The figures that inhabit the enclave are not immediately endearing. The children are not innocent blue-eyed creatures: but grimacing, troubled individuals; who often wield weapons. They are tough and resilient, relative to the environment's decay. They are enterprising and effective. The boy swings the ax, hunts with his gun and kills a number of animals. This perception of childhood is far from today’s, where children must be protected from tough realities. They relate rather to the children of the original fairy-tale-collections of the Brothers Grimm, before their harsh details and psychological tensions were cleaned up. Here, Hansel and Gretel are left in the middle of the dark forest to die; but manage to discover the man-eating witch and push her into the oven. The children in Lars Bang's paintings have recognized the world's evil and suffered a considerable loss of innocence. But they are struggling inwardly.

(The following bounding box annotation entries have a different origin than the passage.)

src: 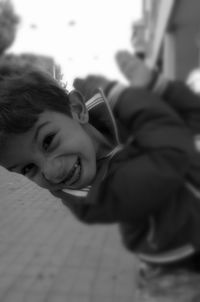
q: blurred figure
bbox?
[186,68,200,95]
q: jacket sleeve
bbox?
[162,81,200,133]
[113,88,194,153]
[98,88,194,222]
[78,88,193,225]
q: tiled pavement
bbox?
[0,168,141,302]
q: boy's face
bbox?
[1,95,96,191]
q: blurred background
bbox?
[1,0,142,85]
[0,0,200,93]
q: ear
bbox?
[69,90,89,124]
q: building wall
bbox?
[175,24,199,80]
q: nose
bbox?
[42,158,64,184]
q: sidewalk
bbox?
[0,168,137,302]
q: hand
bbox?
[116,50,153,88]
[73,75,110,100]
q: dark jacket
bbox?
[52,88,200,262]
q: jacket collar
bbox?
[86,89,120,147]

This loss of innocence is apparently debated in Lars Bang's painting The Apple Barn (2015), where a very comprehensive symbolism unfolds. Two boys are in an open barn. Next to them in the foreground of the picture, on an improvised table, sits a large box of red apples. A teddy-bear rests his back against the apple-box. On the table we also find a flowerpot with a golden-flowering tree, within whose branches hovers a dream image of another world: like the window in the caravan of the background, this tree throws light over the landscape. The tree is matched by two other trees in the foreground, one cropped so thoroughly that there are no branches left. The other has lost all its leaves. Apparently they are dead. Perhaps the apples are picked from the golden tree, or they are the last existing apples from the other trees. In any case, the boys are ready to defend them with beak and claw. Both are armed. One wields his knife to cut the apples into simple pieces, the other is watching to keep the snake at bay. 

It is hard not to interpret the image in terms of the myth of the original sin. The children eat the apples, not only for nutrition, but also for insight. Maybe to reach the dream scene and the light. The childhood world, represented by the teddy bear, is abandoned. However, the world they are in is far from an original paradise. It seems rather as if Judgment Day has taken place. It seems a rendering of the biblical sense of sin, as in Genesis chapter 3: the fall of man by his revolt against God. Man himself will be like god, ie alive and forever: he will have both the tree of life and the tree of knowledge of good and evil, but as he eats the fruit of the tree of knowledge, he must be driven out of the garden of Eden; that is to say, out of the unconscious, animal, vegetative, childish dimension. Perhaps the two boys are just looking for God.